Für die Frauen bedeutet die Schließung der Geburtshilfe, dass bis Jahresende im neuen Aichacher Krankenhaus nur noch geplante Kaiserschnitte durchgeführt werden. Danach ist auch damit Schluss. Andere gynäkologische Eingriffe werden Sorin Turcu-Reiz und Ronald Goerner weiter durchführen.

Für das Aichacher Krankenhaus bedeutet die Schließung der Geburtshilfe, dass der neue Kreißsaal leerstehen wird. Der reine Umsatzverlust dürfte bei etwa 700000 Euro jährlich liegen, wobei das nur eine erste Schätzung ist.

Landrat Klaus Metzger machte keinen Hehl daraus, wo er die Schuldigen sieht: "Wir haben als kleiner Landkreis gestrampelt und gestrampelt, um Systemfehler zu beheben." Die Politik in Berlin und München hat erst zu spät reagiert und dann noch immer nicht ausreichend Abhilfe geschaffen, um die Problematik der Hebammenversorgung, die in Ballungsräumen noch weit gravierender ist, anzugehen. Metzger legte eine Auflistung aller Briefe und Gespräche vor, die in der Sache mit Verantwortlichen geführt wurden. Er erinnerte daran, dass der Landkreis ab 2014 teilweise Beiträge für Haftpflichtversicherungen übernommen hat. Massiv wurden die Bemühungen vor einem Jahr, wie die Auflistung zeigt. Ob es trotz allem am Ende seitens des Landkreises zu wenig Engagement war, oder ob es zu spät kam, will der Landrat nicht als entscheidende Frage gelten lassen: Schuld seien ganz klar die Fehler im System.

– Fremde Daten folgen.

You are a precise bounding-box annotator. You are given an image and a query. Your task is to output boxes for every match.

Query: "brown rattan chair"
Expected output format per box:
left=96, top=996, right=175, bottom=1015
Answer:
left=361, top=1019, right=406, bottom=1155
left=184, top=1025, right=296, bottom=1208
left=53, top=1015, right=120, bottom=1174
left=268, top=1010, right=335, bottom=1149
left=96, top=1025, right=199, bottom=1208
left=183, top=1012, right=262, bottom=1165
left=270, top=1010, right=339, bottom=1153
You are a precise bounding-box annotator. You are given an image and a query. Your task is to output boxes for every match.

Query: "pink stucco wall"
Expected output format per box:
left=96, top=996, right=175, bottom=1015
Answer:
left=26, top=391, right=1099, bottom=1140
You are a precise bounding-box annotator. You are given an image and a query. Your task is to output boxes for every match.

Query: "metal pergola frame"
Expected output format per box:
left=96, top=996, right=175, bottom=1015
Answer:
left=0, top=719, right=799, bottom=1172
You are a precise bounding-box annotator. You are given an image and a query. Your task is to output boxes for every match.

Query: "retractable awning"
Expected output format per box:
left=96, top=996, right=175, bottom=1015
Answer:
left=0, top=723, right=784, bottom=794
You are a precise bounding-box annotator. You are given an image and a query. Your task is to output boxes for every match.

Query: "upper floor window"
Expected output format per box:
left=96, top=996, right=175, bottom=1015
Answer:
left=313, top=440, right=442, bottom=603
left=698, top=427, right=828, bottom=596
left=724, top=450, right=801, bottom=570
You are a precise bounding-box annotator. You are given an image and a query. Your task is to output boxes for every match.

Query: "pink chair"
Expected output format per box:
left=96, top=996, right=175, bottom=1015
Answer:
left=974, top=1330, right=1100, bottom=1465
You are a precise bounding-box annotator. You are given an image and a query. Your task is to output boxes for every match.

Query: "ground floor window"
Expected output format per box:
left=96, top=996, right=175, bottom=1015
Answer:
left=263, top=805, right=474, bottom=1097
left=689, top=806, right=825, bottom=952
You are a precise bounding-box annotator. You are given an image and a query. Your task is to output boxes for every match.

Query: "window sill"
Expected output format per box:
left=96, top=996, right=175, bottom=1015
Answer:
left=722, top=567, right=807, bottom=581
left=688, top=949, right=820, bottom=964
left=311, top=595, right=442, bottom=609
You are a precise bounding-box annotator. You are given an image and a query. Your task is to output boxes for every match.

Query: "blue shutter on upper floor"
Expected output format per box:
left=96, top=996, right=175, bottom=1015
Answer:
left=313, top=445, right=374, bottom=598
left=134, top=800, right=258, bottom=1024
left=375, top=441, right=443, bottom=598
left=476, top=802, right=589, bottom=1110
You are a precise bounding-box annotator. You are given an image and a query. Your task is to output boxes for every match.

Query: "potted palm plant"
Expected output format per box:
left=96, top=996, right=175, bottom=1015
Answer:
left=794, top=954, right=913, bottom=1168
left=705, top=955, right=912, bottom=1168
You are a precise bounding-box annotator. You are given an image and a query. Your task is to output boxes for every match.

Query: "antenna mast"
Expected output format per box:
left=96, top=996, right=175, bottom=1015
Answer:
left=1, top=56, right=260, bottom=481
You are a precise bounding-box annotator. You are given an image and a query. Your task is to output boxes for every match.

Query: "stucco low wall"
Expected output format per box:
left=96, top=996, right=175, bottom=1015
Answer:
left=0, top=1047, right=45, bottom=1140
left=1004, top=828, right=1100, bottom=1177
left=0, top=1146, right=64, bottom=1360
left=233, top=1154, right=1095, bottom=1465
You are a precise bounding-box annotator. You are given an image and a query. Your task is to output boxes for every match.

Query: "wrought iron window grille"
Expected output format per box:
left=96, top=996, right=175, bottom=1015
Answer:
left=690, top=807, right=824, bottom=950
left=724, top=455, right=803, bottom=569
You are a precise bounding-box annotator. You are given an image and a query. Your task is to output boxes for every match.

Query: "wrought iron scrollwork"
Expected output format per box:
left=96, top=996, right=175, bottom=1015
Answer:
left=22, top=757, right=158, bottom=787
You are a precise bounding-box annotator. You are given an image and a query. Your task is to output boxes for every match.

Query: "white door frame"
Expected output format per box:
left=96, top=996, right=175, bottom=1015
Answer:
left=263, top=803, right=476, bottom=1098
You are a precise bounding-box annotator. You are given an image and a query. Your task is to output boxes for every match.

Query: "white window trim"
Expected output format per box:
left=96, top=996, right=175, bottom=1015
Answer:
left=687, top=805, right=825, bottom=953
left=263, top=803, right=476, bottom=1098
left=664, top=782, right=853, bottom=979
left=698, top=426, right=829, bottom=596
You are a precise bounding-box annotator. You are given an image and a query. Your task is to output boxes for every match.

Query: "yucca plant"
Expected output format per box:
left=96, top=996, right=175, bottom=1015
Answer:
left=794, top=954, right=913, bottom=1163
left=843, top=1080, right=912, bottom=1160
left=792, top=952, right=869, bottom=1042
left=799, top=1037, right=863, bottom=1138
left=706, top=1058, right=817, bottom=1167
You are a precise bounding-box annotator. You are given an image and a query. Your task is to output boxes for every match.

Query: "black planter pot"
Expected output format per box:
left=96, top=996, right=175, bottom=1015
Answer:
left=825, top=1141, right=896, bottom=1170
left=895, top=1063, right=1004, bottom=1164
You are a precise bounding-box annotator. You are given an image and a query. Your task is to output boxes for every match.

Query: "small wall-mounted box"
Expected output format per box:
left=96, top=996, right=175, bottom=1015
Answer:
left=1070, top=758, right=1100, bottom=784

Noch wesentlich deutlichere Worte fand Aichachs Bürgermeister Klaus Habermann. "Es ist ein Debakel, vor allem wenn man sieht, wie begeistert die Menschen das neue Krankenhaus aufgenommen haben." Er könne es weder verstehen noch hinnehmen, dass es nach dem Großraum Schrobenhausen nun auch im Großraum Aichach keine Geburten mehr geben soll. "Sollen denn die 370 Frauen, die jährlich in Aichach entbinden, im Winter nach Friedberg oder gar nach Augsburg fahren - das kann doch nicht sein. Was hat das mit wohnortnaher Versorgung zu tun?"

Ob und wie sich die Schließung der Geburtshilfe auf die angedachte Hebammenschule in Aichach auswirkt, ist noch nicht ganz klar. Einerseits fehlt der praktische Ausbildungsort, andererseits werde es ohne solche Schulen nie eine wachsende Zahl an Hebammen geben, sagte der Landrat.

Klaus Metzger und Klaus Habermann erklärten mit Nachdruck, dass sie die Schließung der Geburtshilfe nicht als endgültigen, sondern nur als vorübergehenden Schritt verstehen. "Wir geben nicht auf, und werden alles tun, was wir können", versicherte der Landrat. Habermann wird helfen, denn "das ist für mich wirklich eine persönliche Angelegenheit."